必要な時に村で採れるようになれば、それだけでもかなり便利だ。
「まあ、上手く育って増えるといいな」
「そうだな」
そんな話をしていると――
「はぁ……はぁ……」
後ろから誰かが走ってくる。
「誠殿! ミィナ殿!」
「どうした? タタ」
息を切らしたタタが追いついてきた。
「いえいえ。

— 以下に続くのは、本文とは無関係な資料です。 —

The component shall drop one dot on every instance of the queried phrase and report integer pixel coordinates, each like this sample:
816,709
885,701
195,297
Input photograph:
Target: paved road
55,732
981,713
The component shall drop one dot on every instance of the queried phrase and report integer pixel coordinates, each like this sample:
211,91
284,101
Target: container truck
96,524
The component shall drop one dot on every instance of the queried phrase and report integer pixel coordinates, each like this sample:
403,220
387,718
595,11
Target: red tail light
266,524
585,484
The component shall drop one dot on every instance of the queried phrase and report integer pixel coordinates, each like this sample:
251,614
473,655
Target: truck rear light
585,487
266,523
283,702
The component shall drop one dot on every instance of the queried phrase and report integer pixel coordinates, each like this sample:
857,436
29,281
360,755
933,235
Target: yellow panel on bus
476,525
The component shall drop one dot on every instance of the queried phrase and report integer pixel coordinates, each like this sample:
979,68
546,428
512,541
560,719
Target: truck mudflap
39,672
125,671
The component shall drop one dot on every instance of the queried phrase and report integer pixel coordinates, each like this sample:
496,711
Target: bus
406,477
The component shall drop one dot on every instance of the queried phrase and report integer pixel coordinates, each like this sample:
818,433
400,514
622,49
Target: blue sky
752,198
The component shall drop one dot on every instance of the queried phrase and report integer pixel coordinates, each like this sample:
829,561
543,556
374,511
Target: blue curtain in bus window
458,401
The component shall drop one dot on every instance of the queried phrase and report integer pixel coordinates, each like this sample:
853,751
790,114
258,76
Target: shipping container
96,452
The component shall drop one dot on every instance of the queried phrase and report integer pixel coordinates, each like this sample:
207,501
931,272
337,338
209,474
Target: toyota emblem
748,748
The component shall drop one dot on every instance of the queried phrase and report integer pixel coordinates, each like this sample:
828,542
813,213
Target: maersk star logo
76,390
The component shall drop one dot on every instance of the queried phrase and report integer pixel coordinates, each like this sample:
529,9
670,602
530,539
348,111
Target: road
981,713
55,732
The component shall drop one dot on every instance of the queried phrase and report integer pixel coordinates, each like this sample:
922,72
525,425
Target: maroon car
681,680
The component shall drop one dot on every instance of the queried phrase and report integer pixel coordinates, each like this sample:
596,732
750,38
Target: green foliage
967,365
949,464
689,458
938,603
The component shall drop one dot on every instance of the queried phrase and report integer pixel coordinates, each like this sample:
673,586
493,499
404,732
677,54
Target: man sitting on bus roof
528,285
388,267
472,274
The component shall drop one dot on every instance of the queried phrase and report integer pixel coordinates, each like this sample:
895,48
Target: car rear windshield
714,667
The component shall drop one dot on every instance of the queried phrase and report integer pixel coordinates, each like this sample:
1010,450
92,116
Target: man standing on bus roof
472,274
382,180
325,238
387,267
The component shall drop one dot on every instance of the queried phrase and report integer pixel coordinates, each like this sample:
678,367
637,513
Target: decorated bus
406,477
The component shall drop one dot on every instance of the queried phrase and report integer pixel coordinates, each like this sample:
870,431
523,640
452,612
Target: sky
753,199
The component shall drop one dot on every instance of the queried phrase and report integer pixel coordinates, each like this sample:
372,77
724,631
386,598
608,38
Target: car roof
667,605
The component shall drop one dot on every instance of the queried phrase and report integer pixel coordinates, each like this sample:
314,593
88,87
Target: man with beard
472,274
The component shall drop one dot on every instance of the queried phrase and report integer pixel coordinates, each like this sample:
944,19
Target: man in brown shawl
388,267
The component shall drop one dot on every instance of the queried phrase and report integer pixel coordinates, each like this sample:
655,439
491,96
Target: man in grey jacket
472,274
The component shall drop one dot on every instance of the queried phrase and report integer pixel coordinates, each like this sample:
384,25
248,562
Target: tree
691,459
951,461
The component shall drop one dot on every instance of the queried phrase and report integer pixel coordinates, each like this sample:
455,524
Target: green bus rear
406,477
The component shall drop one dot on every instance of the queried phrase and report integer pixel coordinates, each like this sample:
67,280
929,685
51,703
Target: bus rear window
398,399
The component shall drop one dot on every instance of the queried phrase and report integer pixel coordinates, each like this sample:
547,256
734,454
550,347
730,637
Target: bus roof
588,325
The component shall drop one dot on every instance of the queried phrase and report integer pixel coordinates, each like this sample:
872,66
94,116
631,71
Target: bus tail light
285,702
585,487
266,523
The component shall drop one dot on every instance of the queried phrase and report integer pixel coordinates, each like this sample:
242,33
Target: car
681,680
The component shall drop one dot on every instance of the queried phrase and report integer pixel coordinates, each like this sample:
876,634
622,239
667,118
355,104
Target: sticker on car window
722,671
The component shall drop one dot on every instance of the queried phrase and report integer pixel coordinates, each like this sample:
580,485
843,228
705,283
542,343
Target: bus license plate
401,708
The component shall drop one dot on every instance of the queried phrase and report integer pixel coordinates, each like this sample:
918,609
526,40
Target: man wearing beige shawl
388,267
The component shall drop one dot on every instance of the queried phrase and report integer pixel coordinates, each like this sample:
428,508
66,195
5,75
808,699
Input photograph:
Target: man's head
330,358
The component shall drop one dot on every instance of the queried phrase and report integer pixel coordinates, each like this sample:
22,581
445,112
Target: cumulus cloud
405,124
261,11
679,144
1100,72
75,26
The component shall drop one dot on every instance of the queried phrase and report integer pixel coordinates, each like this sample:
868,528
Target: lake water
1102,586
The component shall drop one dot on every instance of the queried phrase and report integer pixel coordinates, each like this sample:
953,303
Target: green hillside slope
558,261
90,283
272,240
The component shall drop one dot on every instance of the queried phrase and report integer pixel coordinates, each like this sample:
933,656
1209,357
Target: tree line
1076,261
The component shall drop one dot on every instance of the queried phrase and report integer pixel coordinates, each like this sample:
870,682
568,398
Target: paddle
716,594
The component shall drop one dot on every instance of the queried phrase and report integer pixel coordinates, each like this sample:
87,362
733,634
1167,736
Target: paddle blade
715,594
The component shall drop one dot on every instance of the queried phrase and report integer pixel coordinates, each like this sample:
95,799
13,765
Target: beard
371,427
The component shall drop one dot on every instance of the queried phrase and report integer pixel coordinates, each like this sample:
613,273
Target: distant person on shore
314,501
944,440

また変わったことをしていると小耳に入ったもので……」
タタは並んでいる植木鉢を見る。
「薬草ですか?」
「そうだ」
「村で育ててみようかと思ってな」
「なるほど……」
タタは植木鉢を一つ持ち上げ、じっくりと観察する。
「ここは自然豊かな場所ですから、手軽に薬草が手に入る……ということですね」
「そういうこと」
「なるほど」
タタは少し考え込む。
「これは、かなり面白いと思います」
「ん?」
「薬草というのは、町が大きくなるほど手に入りにくくなるのです」
「ん? 他じゃ手に入らないのか?」
「手に入らないわけではありません」
タタは首を横に振る。
「大規模な街になりますと、薬草が生えている場所まで行くのに時間がかかります」
「なるほど」
「そのため、郊外まで採りに行く必要があります」
「それを誰かがやるのか?」
「はい」
タタは当然のように答える。
「冒険者などの仕事ですね」
「……冒険者がいるのか!?」
思わず声が大きくなる。
「はい」
『新たな職種です』
アイまで反応した。
「やっぱり、そういうのいるんだな」
『はい。ゲームなどで見られる職業に近い存在と考えられます』
「やはりゲームのような世界……」
「はい?」
「いや、なんでもない」
タタは不思議そうな顔をしたが、すぐに薬草へ視線を戻した。
「薬草を採取して町へ持ち帰る冒険者もいます」
「じゃあ、需要はあるんだな」
「もちろんです」
タタは即答した。
「傷薬、胃腸薬、熱冷ましなど、薬草を必要とする人は多いですから」
「なるほど……」
俺は植木鉢を見る。
「じゃあ、ここで栽培できれば?」
「安定的な収入源となります」
タタの目が輝いた。
「しかも、この村は薬草の生育環境に適しています」
「本当に?」
「はい」
「だったら、食料とは別の収入源になるな」
『収入源の多様化は、村の経済安定に有効です』
「だよな」
これまで村の収入源と言えば、干し肉や干物、味噌、醤油。
それに陶器や紙、荷台車の改造などだった。
そこへ――薬草が加わる。
「でも、いきなり大量生産はしない方がいいな」
『同意します』
「まずはちゃんと育つか確認する。その後、増やせるか試す。品質も確認する」
『さらに、薬草ごとの栽培条件を記録することを推奨します』
「なるほど」
タタも頷く。
「それなら、こちらでも販売先や需要を調べておきます」
「頼めるか?」
「もちろんです!」
「仕事が早いな……」
『タタ様は非常に有能です』
「それは認める」
タタは、さっそく薬草の種類や植木鉢の数を確認し始めた。
「この種類なら需要が高そうです」
「こっちは?」
「こちらは薬師がよく使いますね」
「薬師?」
「はい。薬を調合する者です」
「……薬師までいるのか」
『世界の情報がさらに増えました』
「本当に知らないことばかりだな」
俺は苦笑する。
少し前まで、俺たちは村の中で生きるだけで精一杯だった。
今では商隊が来て、町と取引をし、知らない職業や制度まで知るようになった。
そして今度は――
「薬草まで商売になるのか」
『はい』
「面白いな」
俺は並んだ植木鉢を見る。まだ小さな薬草。
これが育ち、増えて、商品になる。
そして村の新しい収入源になる。
「……また村が一歩進んだな」
『はい』
タタは薬草を眺めながら、嬉しそうに笑っていた。
「これは、しっかり育てましょう!」
「おう」
ミィナも頷く。
「じゃあ、俺たちも世話をするか」
「そうだな」
小さな植木鉢から始まった薬草栽培。
それは後に、この村の新しい産業へと成長していくことになる。
だが今はまだ――ただの小さな薬草畑だった。